Los otros siete datos que deja la EPA

  • 1. Menos hogares con todos sus miembros en paro. Se situaron a finales de 2017 en 1.210.500, unos 177.200 menos que el año anterior. "Un alto porcentaje de estos hogares han agotado las prestaciones, están en situación dramática, al borde de la pobreza extrema, de la exclusión social y sin posibilidad de reengancharse a un mercado laboral que los ha expulsado", afirma Laura Estévez, secretario de estudios sindicales en USO.
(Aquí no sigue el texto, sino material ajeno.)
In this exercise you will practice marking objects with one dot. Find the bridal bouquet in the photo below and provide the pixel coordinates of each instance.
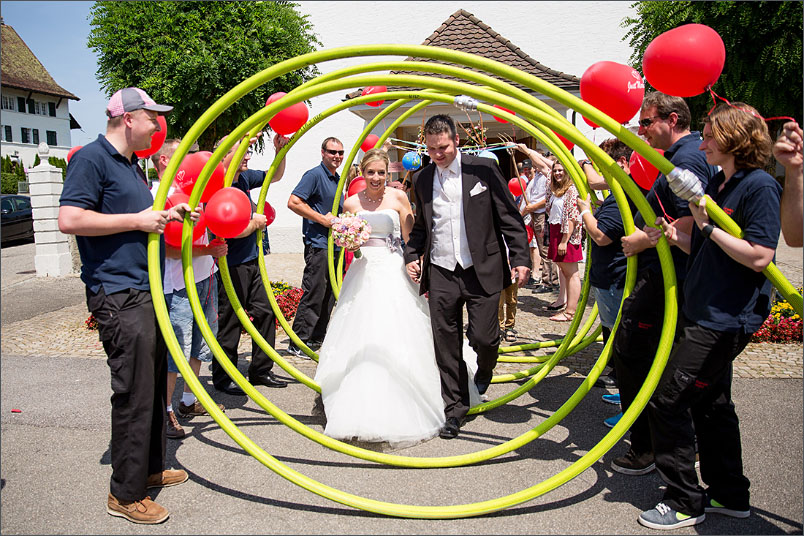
(350, 231)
  • 2. Baja la tasa de paro juvenil y de larga duración. La de menores de 25 años se queda en el 37,4% (558.200 jóvenes seguían en paro al acabar el año), cinco puntos menos que un curso antes. Además, hay 1.079.400 ni-nis (que ni estudian ni trabajan), la cifra más baja desde 2007 y muy inferior los 1,6 millones que se contabilizaban en 2012, el peor momento de la crisis. "La tasa de paro juvenil y lo digo con claridad es excesivamente elevada pero la hemos reducido en 20 puntos", afirma Báñez.
  • 3. Menos desempleo de larga duración. La tasa de parados de larga duración —aquellos que buscan trabajo desde hace más de un año— baja hasta el 42,8% después de que este colectivo se redujese en 334.400 personas. Ahora se sitúa en 1.612.300... la cifra más baja desde 2009.
  • 4. Más brecha de género. Crece más el empleo en cifras absolutas para los hombres (+267.300) que para las mujeres... y baja también más el número de parados entre ellos (-274.000) que para ellas (-196.700). "Hemos recuperado todo el empleo femenino perdido con la crisis y hay más mujeres trabajando que nunca", afirma Báñez. Y es cierto. A finales de 2017 había 8.659.000 mujeres trabajando. Más que nunca.
  • 5. Crece más el empleo público que el privado. La ocupación privada avanza un 2,6% y suma 401.700 empleos, mientras que el empleo público crece un 3% y añade 88.600 trabajadores al mercado laboral español.
  • 6. La despoblación acecha al noroeste español. La población activa creció el año pasado en 19.100 personas (hasta los 22,5 millones) pero la tasa de actividad (la proproción de los que están en edad de trabajar respecto al total) bajó 12 centésimas, hasta el 58,8%. Asturias, Cantabria y Castilla y León son las comunidades que más redujeron su población activa. "Es producto de la falta de una política de natalidad y de las pocas oportunidades de empleo en esas regiones, que llevan al éxodo laboral", dice Estévez.
  • 7. Canarias, la comunidad que más impulsó la ocupación. Los mayores aumentos de ocupación se ven en Andalucía (126.400 más), Cataluña (113.600) y Madrid (66.200), pero en términos relativos la cosa cambia porque ahí el peso de la población carece de importancia. Las regiones que más han elevado su ocupación han sido Canarias (5,51%), Andalucía (4,44%) y Castilla-La Mancha (3,76%). Tres regiones, en cambio, han perdido empleo: Cantabria (-1,35%), Castilla y León (-0,73%) y La Rioja (-0,36%).